Enhancing access to reports of randomized trials published world-wide--the contribution of EMBASE records to the Cochrane Central Register of Controlled Trials (CENTRAL) in The Cochrane Library

Emerg Themes Epidemiol. 2008 Sep 30:5:13. doi: 10.1186/1742-7622-5-13.

Abstract

Background: Randomized trials are essential in assessing the effects of healthcare interventions and are a key component in systematic reviews of effectiveness. Searching for reports of randomized trials in databases is problematic due to the absence of appropriate indexing terms until the 1990s and inconsistent application of these indexing terms thereafter.

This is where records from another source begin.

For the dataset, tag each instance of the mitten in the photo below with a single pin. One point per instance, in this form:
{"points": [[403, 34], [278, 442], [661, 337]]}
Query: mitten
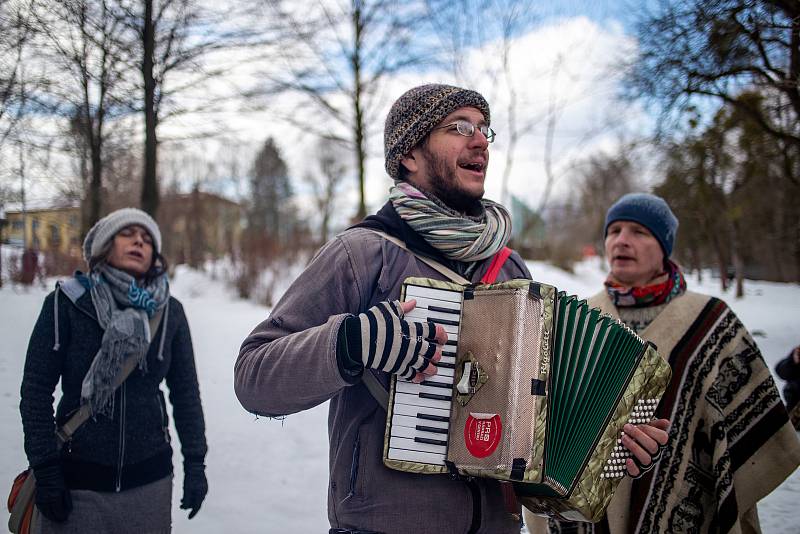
{"points": [[383, 340], [52, 496], [195, 486]]}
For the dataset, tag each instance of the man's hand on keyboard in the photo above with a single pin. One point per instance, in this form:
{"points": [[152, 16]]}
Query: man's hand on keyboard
{"points": [[390, 343]]}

Objectives: The objectives of this study are to devise a search strategy for identifying reports of randomized trials in EMBASE which are not already indexed as trials in MEDLINE and to make these reports easily accessible by including them in the Cochrane Central Register of Controlled Trials (CENTRAL) in The Cochrane Library, with the permission of Elsevier, the publishers of EMBASE.

Methods: A highly sensitive search strategy was designed for EMBASE based on free-text and thesaurus terms which occurred frequently in the titles, abstracts, EMTREE terms (or some combination of these) of reports of trials indexed in EMBASE. This search strategy was run against EMBASE from 1980 to 2005 (1974 to 2005 for four of the terms) and records retrieved by the search, which were not already indexed as randomized trials in MEDLINE, were downloaded from EMBASE, printed and read. An analysis of the language of publication was conducted for the reports of trials published in 2005 (the most recent year completed at the time of this study).

Results: Twenty-two search terms were used (including nine which were later rejected due to poor cumulative precision). More than a third of a million records were downloaded and scanned and approximately 80,000 reports of trials were identified which were not already indexed as randomized trials in MEDLINE. These are now easily identifiable in CENTRAL, in The Cochrane Library. Cumulative sensitivity ranged from 0.1% to 60% and cumulative precision ranged from 8% to 61%. The truncated term 'random$' identified 60% of the total number of reports of trials but only 35% of the more than 130,000 records retrieved by this term were reports of trials. The language analysis for the sample year 2005 indicated that of the 18,427 reports indexed as randomized trials in MEDLINE, 959 (5%) were in languages other than English. The EMBASE search identified an additional 658 reports in languages other than English, of which the highest number were in Chinese (320).

Conclusion: The results of the search to date have greatly increased access to reports of trials in EMBASE, especially in some languages other than English. The search strategy used was subjectively derived from a small 'gold standard' set of test records and was not validated in an independent test set. We intend to design an objectively-derived validated search strategy using logistic regression based on the frequency of occurrence of terms in the approximately 80,000 reports of randomized trials identified compared with the frequency of these terms across the entire EMBASE database.